Learning Path¶

Your guide to mastering reinforcement learning with rlox, from zero to production.

flowchart TD
    L1[Level 1: Getting Started]
    L2[Level 2: Core Concepts]
    L3A[Level 3a: On-Policy]
    L3B[Level 3b: Off-Policy]
    L3C[Level 3c: Model-Based & Multi-Agent]
    L4[Level 4: Advanced Topics]
    L5[Level 5: Production & Scale]

    L1 --> L2
    L2 --> L3A
    L2 --> L3B
    L2 --> L3C
    L3A --> L4
    L3B --> L4
    L3C --> L4
    L4 --> L5

    L3A -.- VPG[VPG] & A2C[A2C] & PPO[PPO] & TRPO[TRPO]
    L3B -.- DQN[DQN] & TD3[TD3] & SAC[SAC] & IMPALA[IMPALA]
    L3C -.- Dreamer[DreamerV3] & MAPPO[MAPPO] & QMIX[QMIX]
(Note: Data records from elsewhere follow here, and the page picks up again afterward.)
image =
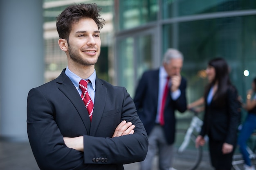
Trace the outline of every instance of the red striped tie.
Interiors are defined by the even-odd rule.
[[[168,94],[168,83],[169,83],[169,80],[170,80],[170,77],[168,77],[167,78],[167,80],[164,87],[164,92],[163,93],[163,98],[162,98],[162,102],[161,104],[161,110],[160,110],[160,118],[159,118],[159,121],[160,124],[161,126],[163,126],[164,124],[164,107],[165,106],[165,102],[166,101],[166,99],[167,97]]]
[[[79,83],[79,87],[82,90],[81,97],[88,111],[90,120],[92,121],[92,112],[93,112],[93,103],[89,96],[87,90],[87,85],[89,83],[90,83],[90,81],[89,79],[88,80],[81,80]]]

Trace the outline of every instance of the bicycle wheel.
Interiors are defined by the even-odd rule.
[[[174,144],[174,155],[173,168],[179,170],[193,170],[199,165],[202,160],[202,147],[195,148],[195,136],[191,134],[189,143],[182,152],[179,152],[179,147],[184,140],[186,131],[178,129],[175,135],[176,142]]]

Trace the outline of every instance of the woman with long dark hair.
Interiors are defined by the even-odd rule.
[[[204,137],[208,135],[212,165],[216,170],[230,170],[239,118],[237,92],[230,81],[229,67],[223,59],[211,60],[206,73],[209,83],[204,95],[204,123],[196,145],[204,145]]]
[[[254,131],[256,129],[256,77],[252,83],[252,89],[247,91],[246,103],[243,107],[247,111],[248,114],[243,123],[238,139],[238,144],[241,153],[245,160],[244,166],[245,170],[255,170],[249,158],[249,154],[246,150],[246,142]],[[254,96],[253,96],[254,95]]]

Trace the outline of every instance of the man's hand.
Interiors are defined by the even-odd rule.
[[[233,145],[227,143],[224,143],[222,146],[222,153],[223,154],[229,153],[232,151]]]
[[[83,136],[63,138],[65,144],[70,148],[83,152]]]
[[[133,134],[134,133],[133,129],[135,127],[135,126],[132,124],[132,122],[126,122],[126,121],[124,120],[117,127],[112,137]]]
[[[175,92],[179,89],[180,82],[181,82],[181,76],[180,74],[173,76],[171,77],[171,92]]]
[[[133,129],[135,126],[131,122],[126,123],[126,121],[122,121],[117,127],[112,137],[133,134]],[[66,146],[77,150],[83,152],[83,136],[75,137],[64,137],[63,138]]]

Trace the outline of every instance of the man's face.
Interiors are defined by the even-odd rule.
[[[70,61],[83,65],[95,64],[100,53],[101,44],[100,32],[95,22],[91,18],[81,19],[73,24],[70,34]]]
[[[164,63],[164,67],[168,75],[172,76],[180,75],[183,64],[183,61],[182,59],[173,59],[169,63]]]

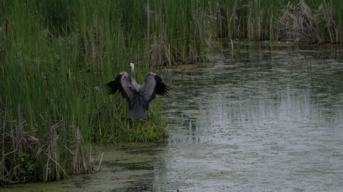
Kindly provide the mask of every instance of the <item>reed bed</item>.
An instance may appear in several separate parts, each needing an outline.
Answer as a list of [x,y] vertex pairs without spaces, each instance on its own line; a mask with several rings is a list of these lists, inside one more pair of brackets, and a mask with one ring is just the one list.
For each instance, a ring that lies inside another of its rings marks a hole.
[[161,98],[146,120],[133,121],[119,94],[94,88],[129,70],[131,60],[141,83],[162,65],[206,62],[218,38],[324,44],[343,38],[339,1],[13,0],[0,6],[1,184],[92,172],[91,143],[167,137]]

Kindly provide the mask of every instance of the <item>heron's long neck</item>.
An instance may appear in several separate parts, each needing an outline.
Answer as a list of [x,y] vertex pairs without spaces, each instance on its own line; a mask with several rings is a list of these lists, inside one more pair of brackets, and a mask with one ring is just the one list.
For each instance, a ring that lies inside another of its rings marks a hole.
[[131,82],[137,83],[136,80],[134,79],[134,67],[132,66],[131,67]]

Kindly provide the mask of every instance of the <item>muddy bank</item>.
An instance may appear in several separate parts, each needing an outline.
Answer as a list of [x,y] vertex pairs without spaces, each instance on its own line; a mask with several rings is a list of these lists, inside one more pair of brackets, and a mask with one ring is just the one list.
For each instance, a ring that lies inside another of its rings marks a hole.
[[165,142],[97,148],[98,173],[8,189],[340,191],[342,50],[225,45],[207,65],[166,72]]

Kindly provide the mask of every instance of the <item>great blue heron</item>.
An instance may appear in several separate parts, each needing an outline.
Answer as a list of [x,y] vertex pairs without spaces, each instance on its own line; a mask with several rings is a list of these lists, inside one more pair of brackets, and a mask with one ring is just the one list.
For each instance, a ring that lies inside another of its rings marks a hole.
[[[156,94],[168,96],[169,87],[162,82],[161,78],[152,72],[145,76],[144,82],[140,85],[134,79],[134,64],[131,61],[131,77],[126,71],[119,73],[114,79],[104,85],[106,93],[114,94],[118,91],[129,104],[129,118],[133,119],[146,119],[144,109],[148,110],[149,104]],[[118,91],[119,90],[119,91]]]

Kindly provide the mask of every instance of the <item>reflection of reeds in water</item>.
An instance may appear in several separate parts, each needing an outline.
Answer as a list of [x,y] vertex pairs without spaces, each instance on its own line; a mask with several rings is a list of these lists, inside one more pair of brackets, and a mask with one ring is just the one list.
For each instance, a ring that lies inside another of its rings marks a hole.
[[137,122],[119,94],[95,94],[130,60],[141,83],[155,66],[206,61],[217,38],[340,43],[341,3],[314,1],[1,1],[0,182],[90,172],[92,141],[165,137],[160,98]]

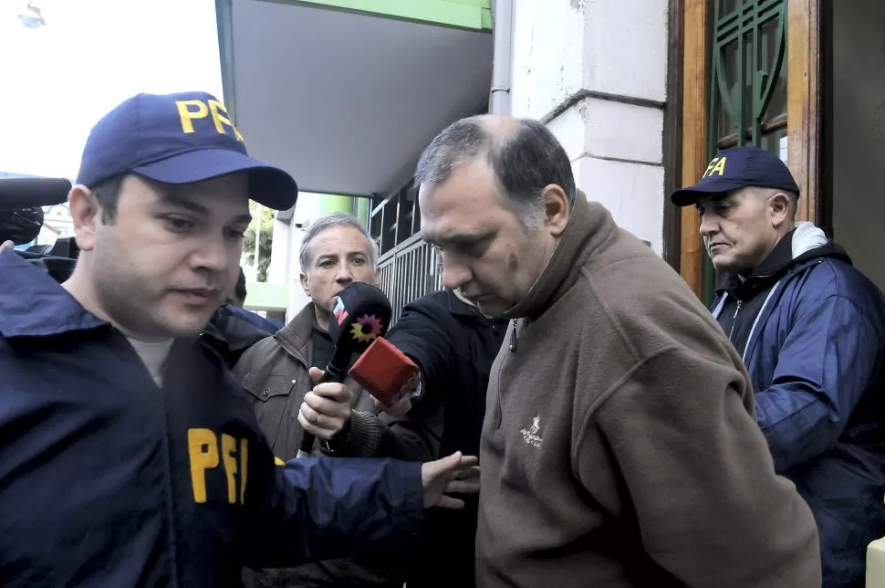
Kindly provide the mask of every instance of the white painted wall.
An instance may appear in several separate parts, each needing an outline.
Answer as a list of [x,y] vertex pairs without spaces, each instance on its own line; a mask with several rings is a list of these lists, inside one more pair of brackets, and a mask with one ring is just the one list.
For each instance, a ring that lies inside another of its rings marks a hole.
[[885,3],[833,5],[833,237],[885,289]]
[[514,116],[556,115],[578,187],[661,254],[667,0],[514,4]]

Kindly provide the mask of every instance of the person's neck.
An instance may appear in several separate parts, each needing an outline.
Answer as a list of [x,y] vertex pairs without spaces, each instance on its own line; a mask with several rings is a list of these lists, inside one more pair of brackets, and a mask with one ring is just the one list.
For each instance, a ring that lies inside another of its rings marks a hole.
[[328,320],[331,312],[324,310],[318,304],[314,302],[314,313],[317,316],[317,326],[325,331],[328,331]]
[[759,267],[762,266],[762,264],[764,264],[766,259],[768,259],[768,257],[771,256],[772,252],[780,244],[780,242],[784,240],[784,237],[787,236],[795,228],[796,228],[796,224],[794,223],[794,224],[785,225],[784,227],[778,229],[778,231],[775,234],[774,240],[765,248],[765,255],[761,256],[759,260],[755,264],[754,264],[754,266],[749,269],[737,272],[737,277],[741,279],[741,281],[743,282],[747,278],[752,276],[753,273],[756,269],[758,269]]

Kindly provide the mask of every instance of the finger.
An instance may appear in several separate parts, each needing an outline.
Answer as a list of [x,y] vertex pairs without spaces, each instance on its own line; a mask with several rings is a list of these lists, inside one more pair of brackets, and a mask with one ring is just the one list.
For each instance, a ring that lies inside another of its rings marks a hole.
[[458,499],[453,499],[451,496],[445,496],[443,494],[436,503],[436,506],[442,509],[453,509],[457,510],[464,508],[464,501],[459,500]]
[[310,378],[311,382],[319,382],[323,379],[325,374],[326,373],[318,367],[313,367],[307,370],[307,376]]
[[479,481],[453,480],[445,485],[445,491],[453,494],[479,494]]
[[333,431],[331,429],[314,425],[305,418],[305,415],[300,413],[298,414],[298,424],[301,425],[301,428],[304,429],[305,433],[309,433],[315,437],[318,437],[326,441],[331,441],[338,433],[338,430]]
[[305,396],[305,401],[301,404],[301,410],[299,415],[304,416],[305,420],[311,425],[316,425],[319,426],[320,413],[316,410],[313,406],[307,404],[307,397]]
[[458,464],[461,463],[461,452],[456,451],[447,457],[442,457],[442,459],[437,459],[436,461],[432,461],[428,464],[428,473],[434,479],[439,479],[445,476],[451,476],[452,472],[458,467]]
[[473,467],[467,467],[466,469],[459,469],[455,471],[452,479],[470,479],[472,478],[479,478],[480,468],[479,466],[474,466]]
[[328,398],[320,398],[309,393],[305,394],[304,402],[315,412],[324,416],[345,419],[350,415],[350,403],[339,403]]
[[339,403],[348,402],[353,396],[347,386],[341,383],[320,383],[311,390],[318,396],[331,398]]

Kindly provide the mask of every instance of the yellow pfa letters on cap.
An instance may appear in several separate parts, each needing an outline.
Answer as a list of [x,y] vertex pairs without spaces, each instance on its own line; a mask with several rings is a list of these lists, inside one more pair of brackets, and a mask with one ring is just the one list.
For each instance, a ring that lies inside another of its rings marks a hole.
[[213,122],[215,123],[215,131],[222,134],[227,134],[224,127],[230,127],[234,131],[234,136],[240,142],[243,142],[243,135],[237,131],[234,123],[227,116],[227,109],[218,100],[176,100],[175,106],[178,107],[178,116],[182,120],[182,131],[184,133],[194,132],[193,121],[198,119],[204,119],[210,114]]
[[703,173],[702,177],[708,177],[713,173],[717,175],[723,175],[725,173],[725,160],[727,157],[713,157],[713,161],[710,162],[710,165],[707,165],[707,171]]

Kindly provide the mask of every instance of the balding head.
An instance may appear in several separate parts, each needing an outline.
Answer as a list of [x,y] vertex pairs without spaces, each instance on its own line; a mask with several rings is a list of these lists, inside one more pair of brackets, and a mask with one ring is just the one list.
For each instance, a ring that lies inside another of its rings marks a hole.
[[536,228],[546,187],[558,185],[568,204],[575,202],[568,155],[544,124],[529,119],[484,114],[453,123],[424,150],[415,180],[442,184],[477,159],[491,166],[500,197],[526,228]]

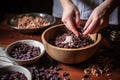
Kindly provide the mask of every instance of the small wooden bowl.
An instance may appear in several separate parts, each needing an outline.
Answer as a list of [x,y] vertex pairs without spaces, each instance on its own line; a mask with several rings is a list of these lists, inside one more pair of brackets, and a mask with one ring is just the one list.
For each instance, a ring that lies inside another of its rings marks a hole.
[[48,55],[53,59],[62,63],[76,64],[89,59],[99,48],[99,44],[102,39],[100,33],[98,34],[97,40],[95,40],[96,34],[90,34],[89,36],[91,37],[91,39],[95,41],[95,43],[83,48],[75,48],[75,49],[59,48],[48,42],[49,40],[55,38],[56,35],[68,31],[69,30],[65,27],[65,25],[59,24],[52,26],[43,32],[42,34],[43,45]]

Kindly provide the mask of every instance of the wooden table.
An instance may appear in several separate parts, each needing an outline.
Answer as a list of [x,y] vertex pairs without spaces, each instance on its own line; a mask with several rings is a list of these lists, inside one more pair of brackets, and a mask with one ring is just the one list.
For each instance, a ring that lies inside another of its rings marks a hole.
[[[59,24],[61,23],[61,21],[59,19],[57,19],[55,24]],[[54,24],[54,25],[55,25]],[[37,33],[37,34],[22,34],[19,33],[13,29],[11,29],[8,25],[6,20],[4,20],[3,22],[0,23],[0,46],[2,47],[7,47],[8,44],[17,41],[17,40],[22,40],[22,39],[33,39],[33,40],[38,40],[41,41],[41,34]],[[89,78],[86,78],[85,80],[120,80],[120,52],[118,52],[117,50],[115,50],[114,48],[111,48],[111,43],[109,43],[107,41],[107,39],[103,38],[102,41],[102,46],[100,47],[100,49],[96,52],[96,54],[90,58],[89,60],[83,62],[83,63],[79,63],[79,64],[73,64],[73,65],[68,65],[68,64],[63,64],[60,62],[56,62],[55,60],[51,59],[47,54],[45,56],[47,56],[51,61],[51,62],[55,62],[57,66],[62,68],[62,71],[60,71],[60,74],[64,71],[69,73],[69,78],[71,80],[82,80],[82,77],[84,75],[83,72],[83,66],[84,65],[88,65],[91,63],[95,63],[96,56],[99,55],[105,55],[107,57],[112,58],[113,61],[113,68],[111,70],[111,76],[107,76],[106,73],[101,75],[100,77],[96,77],[90,74]]]

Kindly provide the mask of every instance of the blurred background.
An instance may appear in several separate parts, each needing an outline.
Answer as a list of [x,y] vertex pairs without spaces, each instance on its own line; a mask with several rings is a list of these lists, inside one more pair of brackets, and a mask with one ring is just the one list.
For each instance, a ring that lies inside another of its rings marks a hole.
[[0,21],[7,14],[45,12],[52,14],[53,0],[0,0]]

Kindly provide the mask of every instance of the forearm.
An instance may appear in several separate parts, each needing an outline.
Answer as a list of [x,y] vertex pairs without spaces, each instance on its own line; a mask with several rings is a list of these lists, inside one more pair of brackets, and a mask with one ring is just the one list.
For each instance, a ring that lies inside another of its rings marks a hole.
[[110,14],[117,6],[120,5],[120,0],[105,0],[102,5],[107,10],[107,13]]
[[60,0],[62,7],[64,8],[66,4],[72,3],[72,0]]

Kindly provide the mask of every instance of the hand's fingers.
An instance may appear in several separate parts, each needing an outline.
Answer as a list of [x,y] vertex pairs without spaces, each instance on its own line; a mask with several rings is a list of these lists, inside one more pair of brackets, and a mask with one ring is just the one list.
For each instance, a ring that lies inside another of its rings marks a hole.
[[92,21],[91,24],[87,27],[87,29],[83,32],[83,35],[91,34],[95,30],[97,22],[97,20]]
[[76,23],[76,28],[80,27],[80,13],[79,12],[75,12],[75,23]]
[[69,20],[67,20],[67,21],[65,22],[65,25],[66,25],[66,27],[67,27],[70,31],[72,31],[76,36],[79,36],[79,32],[76,30],[74,21],[72,21],[72,20],[69,19]]
[[100,20],[100,23],[96,25],[95,29],[91,32],[91,34],[97,33],[100,29],[102,29],[103,22],[104,22],[103,20]]
[[88,26],[91,24],[91,22],[92,22],[92,19],[89,18],[88,21],[85,24],[85,27],[83,28],[83,31],[85,31],[88,28]]

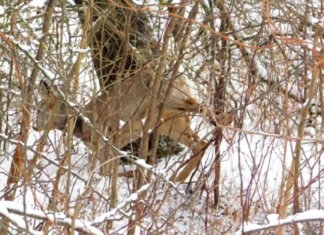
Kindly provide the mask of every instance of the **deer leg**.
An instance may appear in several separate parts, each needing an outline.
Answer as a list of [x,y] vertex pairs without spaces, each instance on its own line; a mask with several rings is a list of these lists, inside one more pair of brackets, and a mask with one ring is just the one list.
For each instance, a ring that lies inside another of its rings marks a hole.
[[[174,117],[174,119],[172,119]],[[184,182],[191,172],[198,167],[200,160],[207,146],[206,141],[199,141],[198,135],[190,128],[190,117],[181,115],[180,112],[165,112],[164,120],[168,120],[161,125],[161,134],[179,141],[188,147],[192,147],[193,157],[185,164],[179,174],[175,173],[171,179],[177,182]],[[182,168],[182,167],[181,167]]]

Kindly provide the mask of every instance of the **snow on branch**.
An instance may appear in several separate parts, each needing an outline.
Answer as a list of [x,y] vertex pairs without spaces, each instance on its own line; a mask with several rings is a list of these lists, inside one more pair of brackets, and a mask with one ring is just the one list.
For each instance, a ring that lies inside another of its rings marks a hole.
[[288,216],[286,219],[270,220],[268,224],[258,225],[244,223],[235,235],[250,234],[254,232],[261,232],[269,229],[276,229],[278,227],[290,225],[293,223],[302,223],[308,221],[324,221],[324,210],[309,210],[306,212],[298,213],[296,215]]
[[69,228],[71,228],[72,223],[74,223],[74,228],[76,231],[86,234],[90,233],[94,235],[103,235],[103,232],[92,226],[89,221],[80,219],[75,219],[72,221],[71,218],[66,217],[64,214],[26,208],[21,204],[12,201],[0,202],[0,214],[10,220],[10,222],[15,224],[19,229],[22,229],[29,234],[40,235],[43,233],[33,230],[31,226],[28,226],[27,221],[14,214],[54,222],[57,225],[63,225]]

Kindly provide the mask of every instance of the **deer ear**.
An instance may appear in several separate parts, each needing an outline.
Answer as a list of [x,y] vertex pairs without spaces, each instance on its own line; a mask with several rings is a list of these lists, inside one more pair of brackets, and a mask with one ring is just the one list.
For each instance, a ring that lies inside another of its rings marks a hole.
[[49,95],[49,93],[51,92],[51,86],[49,84],[49,81],[43,79],[40,81],[40,90],[42,92],[42,94],[46,94]]

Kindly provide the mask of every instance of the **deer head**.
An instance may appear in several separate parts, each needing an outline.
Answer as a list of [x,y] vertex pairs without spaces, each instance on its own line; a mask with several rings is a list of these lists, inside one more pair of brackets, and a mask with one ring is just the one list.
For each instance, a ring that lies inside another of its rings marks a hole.
[[42,101],[37,108],[35,128],[38,131],[45,129],[63,130],[67,123],[67,104],[57,93],[57,87],[51,87],[48,82],[41,81]]

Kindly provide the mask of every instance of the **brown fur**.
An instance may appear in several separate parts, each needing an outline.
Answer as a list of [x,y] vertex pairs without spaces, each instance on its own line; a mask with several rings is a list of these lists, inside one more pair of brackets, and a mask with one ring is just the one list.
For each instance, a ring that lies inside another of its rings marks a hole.
[[[149,83],[145,82],[144,78],[130,79],[123,82],[120,87],[120,93],[117,93],[116,89],[112,87],[108,92],[93,98],[82,110],[82,114],[90,120],[93,127],[78,117],[73,134],[81,138],[89,148],[94,149],[96,145],[102,144],[102,138],[97,132],[93,131],[93,128],[99,130],[104,136],[113,136],[118,131],[119,121],[124,120],[126,124],[120,132],[120,145],[116,147],[122,148],[126,144],[140,138],[143,129],[142,119],[146,116],[150,101],[148,86]],[[196,132],[190,128],[191,118],[183,112],[199,113],[201,110],[202,105],[192,98],[190,93],[189,85],[186,84],[184,79],[178,78],[170,99],[167,100],[165,105],[165,112],[161,117],[163,120],[160,129],[161,134],[192,148],[193,157],[179,174],[175,173],[172,177],[178,182],[184,182],[198,166],[203,156],[203,150],[207,146],[207,142],[204,140],[200,141]],[[122,94],[121,97],[118,97],[118,94]],[[53,102],[55,102],[57,107],[52,105]],[[67,120],[64,105],[66,104],[63,100],[60,100],[50,92],[40,105],[36,129],[44,130],[45,128],[50,128],[62,130],[62,123],[65,121],[66,124]],[[158,113],[157,111],[156,113]],[[207,113],[210,114],[209,111]],[[49,121],[50,118],[53,119],[52,124]],[[210,118],[216,120],[214,117]],[[154,129],[154,126],[151,129]],[[106,154],[106,151],[102,152]],[[101,164],[110,159],[105,154],[101,154]],[[101,173],[104,174],[104,171],[101,170]]]

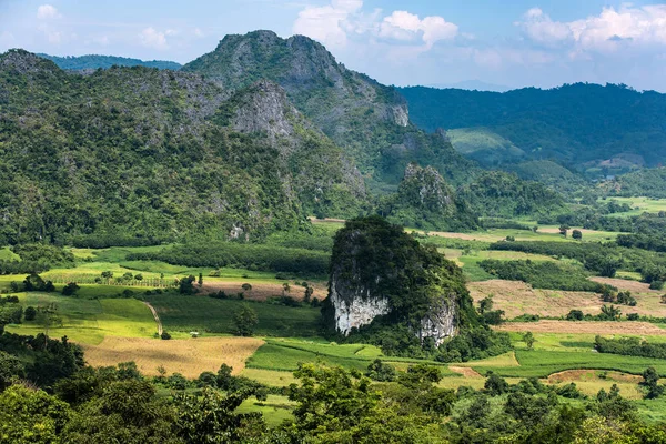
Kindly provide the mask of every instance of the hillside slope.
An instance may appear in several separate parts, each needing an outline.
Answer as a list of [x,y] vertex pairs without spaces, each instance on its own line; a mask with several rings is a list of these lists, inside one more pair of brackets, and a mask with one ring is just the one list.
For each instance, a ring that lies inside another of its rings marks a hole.
[[525,153],[500,152],[495,164],[554,159],[598,176],[666,159],[666,94],[654,91],[576,83],[505,93],[422,87],[400,92],[427,131],[495,133]]
[[123,233],[258,236],[356,215],[363,180],[275,84],[192,73],[68,74],[0,56],[0,244]]
[[306,37],[282,39],[272,31],[226,36],[213,52],[182,70],[230,90],[259,79],[279,83],[301,112],[345,149],[374,189],[394,189],[410,162],[433,165],[455,184],[475,171],[447,140],[410,122],[405,100],[394,88],[347,70]]
[[145,67],[157,69],[170,69],[176,71],[181,69],[181,64],[167,60],[144,61],[139,59],[129,59],[127,57],[117,56],[78,56],[78,57],[58,57],[49,54],[37,54],[56,63],[58,68],[71,71],[109,69],[111,67]]

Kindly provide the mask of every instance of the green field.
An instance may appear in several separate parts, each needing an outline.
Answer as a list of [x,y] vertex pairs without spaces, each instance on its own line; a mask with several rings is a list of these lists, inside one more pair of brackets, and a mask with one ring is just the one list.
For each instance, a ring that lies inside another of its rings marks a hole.
[[[83,344],[99,344],[104,336],[152,337],[157,332],[155,322],[148,306],[133,299],[88,300],[65,297],[44,293],[19,295],[23,306],[46,306],[56,304],[62,323],[51,326],[49,335],[68,336]],[[44,332],[44,326],[26,321],[19,325],[8,325],[8,331],[17,334],[34,335]]]
[[[208,296],[150,295],[145,300],[158,311],[168,331],[232,333],[233,315],[244,303]],[[260,336],[313,337],[320,333],[320,310],[248,302],[259,316]]]
[[643,213],[656,214],[660,211],[666,211],[666,199],[653,199],[653,198],[608,198],[607,200],[599,200],[599,202],[615,201],[617,203],[626,203],[633,208],[632,211],[626,213],[609,214],[618,218],[629,218],[633,215],[640,215]]

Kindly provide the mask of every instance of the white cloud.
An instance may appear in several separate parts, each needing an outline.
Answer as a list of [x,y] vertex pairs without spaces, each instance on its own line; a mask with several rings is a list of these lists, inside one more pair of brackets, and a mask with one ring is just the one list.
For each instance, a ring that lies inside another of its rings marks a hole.
[[39,20],[59,19],[62,16],[58,12],[58,9],[51,4],[42,4],[37,8],[37,18]]
[[139,34],[141,39],[141,44],[147,48],[157,49],[160,51],[169,49],[169,42],[167,41],[167,36],[172,36],[175,33],[173,30],[168,30],[167,32],[160,32],[155,30],[153,27],[145,28]]
[[534,42],[573,44],[573,53],[613,52],[624,47],[666,46],[666,4],[604,8],[598,16],[572,22],[553,21],[541,9],[531,9],[517,23]]
[[381,10],[362,12],[362,0],[332,0],[323,7],[306,7],[299,13],[293,31],[311,37],[330,47],[346,46],[350,37],[365,36],[418,46],[418,52],[428,50],[440,40],[457,36],[457,26],[438,16],[425,17],[408,11],[393,11],[383,16]]

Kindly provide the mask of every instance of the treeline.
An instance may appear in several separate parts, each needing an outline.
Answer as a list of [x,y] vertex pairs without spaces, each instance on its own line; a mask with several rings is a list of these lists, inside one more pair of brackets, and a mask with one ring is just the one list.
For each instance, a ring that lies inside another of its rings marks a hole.
[[496,242],[491,250],[519,251],[579,261],[585,269],[614,278],[617,270],[640,273],[645,282],[666,280],[666,256],[650,251],[628,249],[613,243],[579,242]]
[[0,260],[0,274],[42,273],[54,266],[74,266],[74,255],[62,248],[41,243],[11,248],[21,260]]
[[602,293],[604,285],[589,281],[583,270],[555,262],[497,261],[487,259],[478,265],[487,273],[507,281],[523,281],[535,289]]
[[616,240],[619,246],[666,252],[665,234],[619,234]]
[[165,248],[158,252],[131,253],[128,261],[162,261],[185,266],[238,266],[252,271],[285,272],[302,275],[324,275],[329,272],[329,253],[316,250],[208,242]]
[[139,238],[122,234],[85,234],[69,239],[69,243],[78,249],[108,249],[110,246],[152,246],[171,242],[168,238]]
[[666,344],[648,343],[639,337],[620,337],[608,340],[596,336],[594,347],[599,353],[622,354],[625,356],[644,356],[666,360]]

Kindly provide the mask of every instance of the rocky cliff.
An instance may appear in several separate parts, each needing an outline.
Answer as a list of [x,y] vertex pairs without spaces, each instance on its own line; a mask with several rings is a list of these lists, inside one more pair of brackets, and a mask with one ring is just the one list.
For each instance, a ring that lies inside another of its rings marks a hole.
[[346,223],[335,238],[324,315],[350,335],[400,325],[435,345],[457,333],[471,306],[460,269],[381,218]]
[[370,182],[397,184],[412,161],[432,164],[456,183],[473,168],[451,143],[410,122],[406,102],[393,87],[347,69],[306,37],[282,39],[272,31],[226,36],[182,70],[202,73],[226,90],[262,79],[280,84]]

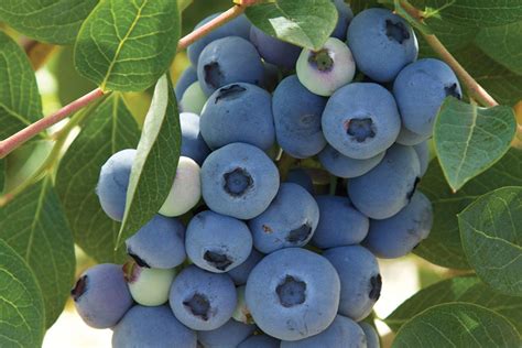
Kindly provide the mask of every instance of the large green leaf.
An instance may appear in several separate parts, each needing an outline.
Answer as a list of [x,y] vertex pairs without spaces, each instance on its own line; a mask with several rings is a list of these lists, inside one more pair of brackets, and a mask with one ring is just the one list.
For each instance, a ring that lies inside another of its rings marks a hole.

    style L1 fill:#e8f5e9,stroke:#388e3c
    style L2 fill:#e3f2fd,stroke:#1976d2
    style L3A fill:#fff3e0,stroke:#f57c00
    style L3B fill:#fff3e0,stroke:#f57c00
    style L3C fill:#fff3e0,stroke:#f57c00
    style L4 fill:#fce4ec,stroke:#c62828
    style L5 fill:#f3e5f5,stroke:#7b1fa2

Level 1: Getting Started (30 minutes)¶

Goal: Install rlox, train your first agent, and see results.

Install rlox¶

pip install rlox

Train your first agent¶

from rlox import Trainer

trainer = Trainer("ppo", env="CartPole-v1", seed=42)
metrics = trainer.train(total_timesteps=100_000)
print(f"Final return: {metrics['mean_reward']:.1f}")

Understand the Trainer API¶

The Trainer is the single entry point for all algorithms:

# Create with algorithm name + environment
trainer = Trainer("sac", env="Pendulum-v1")

# Train for N timesteps
metrics = trainer.train(total_timesteps=50_000)

# Save / load checkpoints
trainer.save("my_model")
trainer = Trainer.from_checkpoint("my_model", algorithm="sac", env="Pendulum-v1")

# Predict actions
action = trainer.predict(obs, deterministic=True)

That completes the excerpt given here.